2024-tang-automatic
findings extracted from this paper
-
The automated probe list generation system discovered 45.79 potentially blocked domains per 1,000 domains crawled, compared to 4.11 for FilteredWeb — over 10× higher efficacy. It uncovered 1,490 potentially blocked domains in crawls of just 71,960 URLs, versus 1,255 blocked domains found by Hounsel et al. in crawls of 1,000,000 URLs, with 1,473 of the 1,490 domains not overlapping with prior work.
-
GFW verification tests confirmed over 90% of OONI-detected DNS anomalies as true blocks: 429/457 domains in Beijing and 422/461 in Shanghai. In total, 527 unique domains were confirmed censored via DNS, HTTP, and HTTPS filters; an additional 718 domains suspected blocked due to IP-address-level blocking of their hosting servers rather than domain-level entries.
-
Only 36.66% of the 139,957 source list URLs (51,313) survived sanitization as live, meaningful pages, with 18,911 URLs removed for lack of content and many more for dead links — underscoring how rapidly manually curated probe lists decay.
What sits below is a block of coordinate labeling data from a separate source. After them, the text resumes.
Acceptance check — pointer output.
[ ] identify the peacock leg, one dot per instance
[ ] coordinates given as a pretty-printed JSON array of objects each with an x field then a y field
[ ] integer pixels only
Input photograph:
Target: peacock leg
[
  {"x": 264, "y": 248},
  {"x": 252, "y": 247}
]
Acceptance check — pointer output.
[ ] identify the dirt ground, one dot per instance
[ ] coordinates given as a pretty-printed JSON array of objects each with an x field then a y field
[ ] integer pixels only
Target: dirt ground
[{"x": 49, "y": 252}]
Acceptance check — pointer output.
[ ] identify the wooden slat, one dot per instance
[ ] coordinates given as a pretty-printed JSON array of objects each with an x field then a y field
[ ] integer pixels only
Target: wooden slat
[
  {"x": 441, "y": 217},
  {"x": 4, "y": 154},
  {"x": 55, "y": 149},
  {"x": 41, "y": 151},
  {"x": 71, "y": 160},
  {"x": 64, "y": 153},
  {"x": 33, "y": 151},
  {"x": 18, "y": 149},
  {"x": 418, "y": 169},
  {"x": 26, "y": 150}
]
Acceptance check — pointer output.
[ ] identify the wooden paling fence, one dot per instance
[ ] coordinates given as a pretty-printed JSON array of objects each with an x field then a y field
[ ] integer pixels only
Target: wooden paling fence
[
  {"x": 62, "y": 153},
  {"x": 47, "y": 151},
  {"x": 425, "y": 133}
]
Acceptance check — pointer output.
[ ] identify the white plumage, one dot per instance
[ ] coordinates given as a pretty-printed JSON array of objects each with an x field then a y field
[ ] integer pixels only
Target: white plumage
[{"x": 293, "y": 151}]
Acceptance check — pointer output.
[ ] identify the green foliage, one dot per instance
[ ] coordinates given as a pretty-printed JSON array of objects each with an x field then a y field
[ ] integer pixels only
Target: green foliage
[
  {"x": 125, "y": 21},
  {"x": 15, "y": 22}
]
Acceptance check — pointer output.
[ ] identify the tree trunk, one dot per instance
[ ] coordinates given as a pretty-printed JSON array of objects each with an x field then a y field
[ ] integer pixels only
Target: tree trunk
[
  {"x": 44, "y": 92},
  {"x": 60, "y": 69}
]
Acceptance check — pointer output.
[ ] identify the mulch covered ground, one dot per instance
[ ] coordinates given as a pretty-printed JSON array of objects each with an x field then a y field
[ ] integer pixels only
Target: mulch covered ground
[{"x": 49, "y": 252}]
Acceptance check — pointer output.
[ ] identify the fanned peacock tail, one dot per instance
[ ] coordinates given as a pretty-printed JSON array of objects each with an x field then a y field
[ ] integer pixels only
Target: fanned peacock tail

In Beijing and Shanghai, over 20% of known domains were consistently inaccessible, versus fewer than 4.5% at all other vantage points, and over 68% of known domains remained blocked, suggesting censored topics stay sensitive even as URLs go stale.
-
Among inaccessible URLs that also triggered OONI anomalies, approximately 58% were generated by the Top2Vec-Trends pipeline (combining Top2Vec topic modeling with Google Trends keyword expansion), while LDA-TFIDF and Top2Vec alone each accounted for only 13–14%. BERTopic-generated pages were least effective at producing censored candidates.
-
VPS-based vantage points in Singapore and India detected censorship patterns similar to 'free' locations, failing to observe blocking known to be enforced by local ISPs following government directives. This occurred because ISP-level censorship is implemented per-carrier rather than centrally, and the VPS provider's ISP did not enforce those blocks — confirmed by re-testing from a residential IP that did observe the expected blocks.